Pour s’opposer à la demande de dommages et intérêts de Mme [T] [M], elles font valoir qu’il y a un doute sur la présence de l’original du bon de capitalisation dans le coffre-fort d'[I] [N]. Elles mettent en exergue que la banque BRED n’a pas été en mesure de retrouver la fiche d’entrée et de sortie du coffre détenu par [I] [N]. Elles exposent que le commissaire-priseur n’a relevé qu’un lot de documents, archives, papiers divers, photos, et donc aucun autre document susceptible d’être prisé. Elles soulignent que la société Prepar-Vie, dans un courrier du 13 novembre 2018, a indiqué que le bon de capitalisation lui avait été présenté en original, non-annoté de la mention « annulé », ce qui est contradictoire avec le document que la SCP a adressé. Elles soutiennent que ce doute, qui a un impact sur le lien de causalité entre la faute du notaire et le préjudice allégué, justifie le rejet de l’action de Mme [M]. Elles ajoutent que le préjudice de Mme [M] est purement hypothétique tant que la procédure pénale n’aura pas abouti.

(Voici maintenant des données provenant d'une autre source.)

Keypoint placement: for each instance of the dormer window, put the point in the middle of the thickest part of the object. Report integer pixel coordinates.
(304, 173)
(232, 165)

Par ailleurs, au soutien de leur demande en garantie, elles exposent que depuis 2017, la société Prepar-Vie n’a donné aucune nouvelle sur ses recherches internes, ni sur la procédure pénale en cours, et que la société Prepar-Vie a reconnu que la remise du bon par le tiers avait été faite dans des conditions suspectes.
L’ordonnance de clôture est intervenue le 24 mars 2025 .
MOTIFS [V] LA DECISION
Sur la demande principale de paiement du bon de capitalisation au porteur
Lorsqu’il est anonyme ou au porteur, le bon de capitalisation peut être transmis à des tiers sans aucune formalité, le bénéficiaire étant alors le porteur du bon.
L’article 2276, alinéa 1er, du code civil dispose qu'« en fait de meubles, la possession vaut titre ».
Une partie qui affirme être le bénéficiaire d’un bon de capitalisation souscrit au porteur doit être en mesure de fournir l’original du bon ou, à défaut et en l’absence de toute opposition régulière prévue à l’article L. 160-1 du code des assurances, doit prouver l’existence d’une possession frauduleuse de ce titre.
En l’espèce et en premier lieu, Mme [M] indique avoir retrouvé l’original du bon de capitalisation dans un coffre de la banque BRED Banque Populaire, ouvert le 14 juin 2017, appartenant à [I] [N]. Le procès-verbal réalisé par Me [J], commissaire-priseur, lors de l’ouverture de ce coffre ne permet pas de déterminer si ce bon se trouvait dans ce dernier, dès lors qu’il ne mentionne la présence que d’un « lot de documents, archives, papiers divers ». Toutefois, cette présence est confirmée par Me [X] dans son dépôt de plainte et corroborée par la circonstance que le notaire, présent lors de l’ouverture du coffre, a écrit à la banque pour déterminer si le bon revêtait une valeur immédiatement après cet acte, le 15 juin 2017.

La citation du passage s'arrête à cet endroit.